Devaneio Utópico


“Isso é utópico”. Comum ouvir isso dos descrentes e não tenho porquê negá-los: a realidade trabalha tal como é para a descrença. Mas eu continuo e continuarei com minha utopia. Mas por que?

Esta semana me ocorreu algo bem material e plausível. Não pela primeira vez a minha turma viu que a aula estava com problemas, sentiu-se incomodada com a maneira que as coisas estavam sendo conduzidas. Abriu-se um espaço e em breve estávamos todos sentados em círculo rediscutindo o problema das aulas com a professora. Para isso não foi preciso que “elementos conscientes e militantes exemplares” adotassem a postura da vanguarda salvadora, não foi preciso uma obrigação institucional: a necessidade de avaliar surge da consciência do poder de decisão da turma, do saber que avaliar implica em mudar, que se pode juntar os estudantes para pensar o que acontece em seu ensino. A nossa realidade educacional, sabemos, não é a promotora deste tipo de coisa e quando a promove promove no espontâneo, no acaso de alguém que indignado com as estruturas resolve estudar e agir contra a norma. No caso da avaliação de curso, as coisas não aconteceram dessa maneira. No curso de Psicologia existe um histórico estudantil que sustenta a clareza a respeito da necessidade de avaliar uma disciplina e se empoderar os estudantes para que façam propostas ao currículo. Isso começou de um horizonte, um pensamento que aos poucos foi compartilhado, partiu do utópico de que um dia estudantes da graduação iriam, quando bem quisessem, avaliar a disciplina e modificá-la de acordo com as necessidades da turma. No início obviamente não foi tão simples assim: movimentos contrários, o discurso deslegitimador de professores que julgam os estudantes como incapazes, a ausência de uma mobilização massiva. Da confusão e do conflito direto passou-se a elaboração cada vez mais séria de um projeto de avaliação estudantil, feito de sala em sala, aprovado em assembléia e que conseguisse sintetizar o que os estudantes de psicologia entendiam como necessário para seus instrumentos e métodos de avaliação. Para depois de assembléias cheias aprovar mudanças significativas no currículo e propostas inovadoras para o ciclo profissionalizante do Projeto Político pedagógico. E isso não foi obra do acaso, do além, do espontâneo. Foi fruto de intenso trabalho estudantil, desgaste, tempo, elaboração...

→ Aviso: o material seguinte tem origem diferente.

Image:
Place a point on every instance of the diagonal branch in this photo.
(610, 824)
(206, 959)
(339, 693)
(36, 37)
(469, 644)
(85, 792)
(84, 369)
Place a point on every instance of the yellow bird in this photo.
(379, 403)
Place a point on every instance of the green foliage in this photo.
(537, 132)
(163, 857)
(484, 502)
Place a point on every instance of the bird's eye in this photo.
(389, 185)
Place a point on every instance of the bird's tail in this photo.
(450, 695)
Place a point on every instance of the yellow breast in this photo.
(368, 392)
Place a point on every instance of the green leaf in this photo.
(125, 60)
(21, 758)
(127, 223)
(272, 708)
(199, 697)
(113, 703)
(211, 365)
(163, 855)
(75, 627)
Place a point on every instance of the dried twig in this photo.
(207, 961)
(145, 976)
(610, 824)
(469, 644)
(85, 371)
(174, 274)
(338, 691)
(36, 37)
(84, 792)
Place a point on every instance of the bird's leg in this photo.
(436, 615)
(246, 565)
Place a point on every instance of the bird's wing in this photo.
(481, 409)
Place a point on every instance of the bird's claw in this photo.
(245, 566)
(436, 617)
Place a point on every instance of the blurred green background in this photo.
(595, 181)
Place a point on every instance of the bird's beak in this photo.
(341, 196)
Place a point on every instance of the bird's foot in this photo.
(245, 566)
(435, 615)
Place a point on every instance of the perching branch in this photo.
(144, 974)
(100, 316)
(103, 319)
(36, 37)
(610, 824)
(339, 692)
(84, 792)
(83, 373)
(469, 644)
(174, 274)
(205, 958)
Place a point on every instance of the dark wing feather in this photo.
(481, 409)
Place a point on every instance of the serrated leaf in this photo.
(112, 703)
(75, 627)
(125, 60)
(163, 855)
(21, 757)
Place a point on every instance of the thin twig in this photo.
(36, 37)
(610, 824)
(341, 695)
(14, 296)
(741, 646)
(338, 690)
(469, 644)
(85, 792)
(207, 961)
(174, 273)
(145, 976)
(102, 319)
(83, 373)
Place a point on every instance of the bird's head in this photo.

É um exemplo simples e restrito, eu sei. Mas são coisas assim que me mostram que o utópico não um inalcançável mas um horizonte, onde cada pequeno passo me enche o peito de satisfação e da certeza de que a mudança não só é possível: é uma alternativa real. Da mesma forma que a espontaneidade de uma criança me faz acreditar que é possível vivermos de outra forma, da mesma maneira que os movimentos sociais tomam ruas e lugares, da mesma forma que a ocupação de Dandara e muitas outras resistem e reivindicam enquanto cidadãos seus direitos; da mesma forma a avaliação de curso da Psicologia da UFSC mostra, pra mim, a cada pequeno passo, que essa direção a utopia não é uma jornada sem sentido ou esgotante, mas revigorante e feliz. Me crio nos momentos de loucura.

Jamais abrirei mão do maior e mais gostoso de todos os delírios: o da utopia, o do sonho e o da mudança.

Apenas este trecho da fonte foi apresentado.